Y de nuevo el mar. Los Giardini di Naxos son un sitio arqueológico situado junto a la playa. A su alrededor ha ido creciendo el pueblo, al estilo de la Vila Joiosa o Calpe por aquí, con una calle estrecha en paralelo a la costa por la parte trasera de la primera línea de playa, que luce una serie de playitas pequeñas a lo largo de todo el lungomare y que ya no están atestadas de gente, como seguro que lo estarán en pleno verano. Los edificios están ocupados por hoteles y restaurantes del estilo años setenta de nuestras latitudes. Desde el balcón del nuestro tenemos una vista fabulosa de la bahía y hacia el norte, trepando un par de colinas, se divisa una de las ciudades más turísticas de Sicilia, que visitaremos al atardecer. Mientras tanto, después de la comida, bajo a darme un baño jónico espectacular. 


























 
A Taormina es mejor subir en autobús, porque el aparcamiento, además del caracoleo montañoso, debe de ser dificultoso. Es tan espectacular que aquí sí recordaba haber estado en el 89, en una visita rápida al atardecer. Hoy tenemos todo el tiempo por delante. Las vistas por las ventanillas del bus son escalofriantes. Por la pendiente se despeñan las villas, los pinos, las palmeras, los cipreses,  las piscinas...  Se entra en la ciudad por un arco de triunfo que da paso a "la calle" (hay más, perpendiculares), que parece estar ocupada por una manifestación de turistas. La que va al teatro antico está festoneada de tiendecitas con recuerdos propios del lugar. Al llegar a la parte alta y entrar en el recinto, la imagen del pasado se hace vívida: la escoena con las columnas detrás a modo de decorado,  y al fondo el mar. Probablemente es la ubicación más teatral de todas las que hemos visto. Tras él se divisan los giardini y a la derecha se alza la mole potentísima del Etna, que domina todo el paisaje con su oscuridad brillante en el momento del tramonto.
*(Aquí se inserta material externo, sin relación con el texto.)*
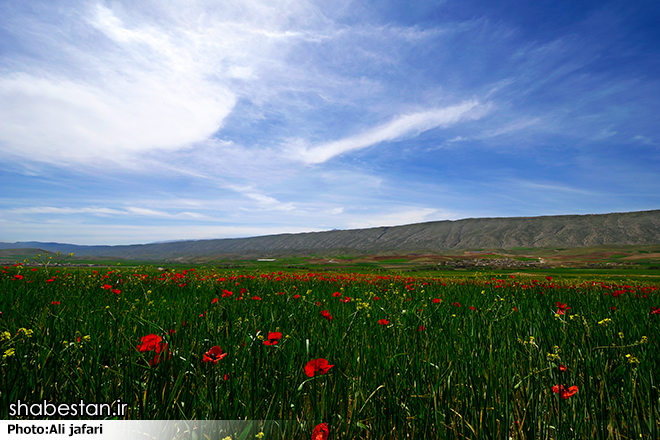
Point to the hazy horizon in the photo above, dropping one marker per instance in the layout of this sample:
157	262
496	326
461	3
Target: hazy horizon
139	122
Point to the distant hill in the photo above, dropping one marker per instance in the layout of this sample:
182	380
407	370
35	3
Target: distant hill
562	231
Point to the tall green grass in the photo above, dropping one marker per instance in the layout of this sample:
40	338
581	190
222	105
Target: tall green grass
479	362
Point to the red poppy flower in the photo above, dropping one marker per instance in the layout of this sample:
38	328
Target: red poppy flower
565	394
317	366
153	343
321	432
213	355
561	308
273	338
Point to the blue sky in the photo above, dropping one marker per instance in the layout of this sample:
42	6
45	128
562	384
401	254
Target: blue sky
134	122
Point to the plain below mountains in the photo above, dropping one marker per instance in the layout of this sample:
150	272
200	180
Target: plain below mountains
562	231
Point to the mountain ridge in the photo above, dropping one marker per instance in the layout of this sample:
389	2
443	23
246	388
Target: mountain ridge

La calle-paseo que recorre longitudinalmente la ciudad está atestada de gente, de comercios de alta gama, de restaurantes carísimos... Y sin embargo la belleza que destilan los edificios, los palacios góticos, las iglesias barrocas, los callejones levemente iluminados, las escaleras que siguen subiendo quién sabe adónde, le dan un encanto irresistible que culmina al llegar a la balconada donde la calle paseo se ensancha y uno puede acodarse y mirar al mar tratando de olvidarse de los cientos de cámaras que lo rodean a uno, de la música que se descuelga desde una terraza donde una orquestina ameniza una fiesta privada. Hay lujo, hay glamur, hay decadencia y hay belleza en la silueta recortada contra un cielo pálido, el monte agujereado en su cima que hace temblar la isla toda cuando parece que entra en erupción y se estremece telúricamente o se desborda en lavas incandescentes que buscan enfriarse en el azul del mar. Hemos visto oscurecerse definitivamente la tarde ante un café y mirando al monte ahora dormido. El descenso al pueblito es, como suele, más rápido que el ascenso.



Decidimos no seguir hasta Messina, donde ya estuvimos de camino a Reggio di Calabria, al otro lado del estrecho, para ver los magníficos guerreros de Riace que nos dejaron sin palabras. Y nos adentramos por carreteras secundarias dejando de lado le Gole dell'Alcantara, para las que no tenemos ni tiempo ni equipo adecuado y a pesar de ser una de las cosas que habría que hacer, como ascender al volcán, cosa que sí hicieron Lluís y Emilio o nuestra amiga Rosa. Lo rodearemos yendo hacia Rendazzo, uno de los conocidos como pueblos negros por los materiales utilizados para la construcción de sus edificios.Vuelven las combinaciones de la piedra volcánica con la piedra blanca, lo que produce unos contrastes muy peculiares, más si se alternan con los tonos siena de los ladrillos cocidos.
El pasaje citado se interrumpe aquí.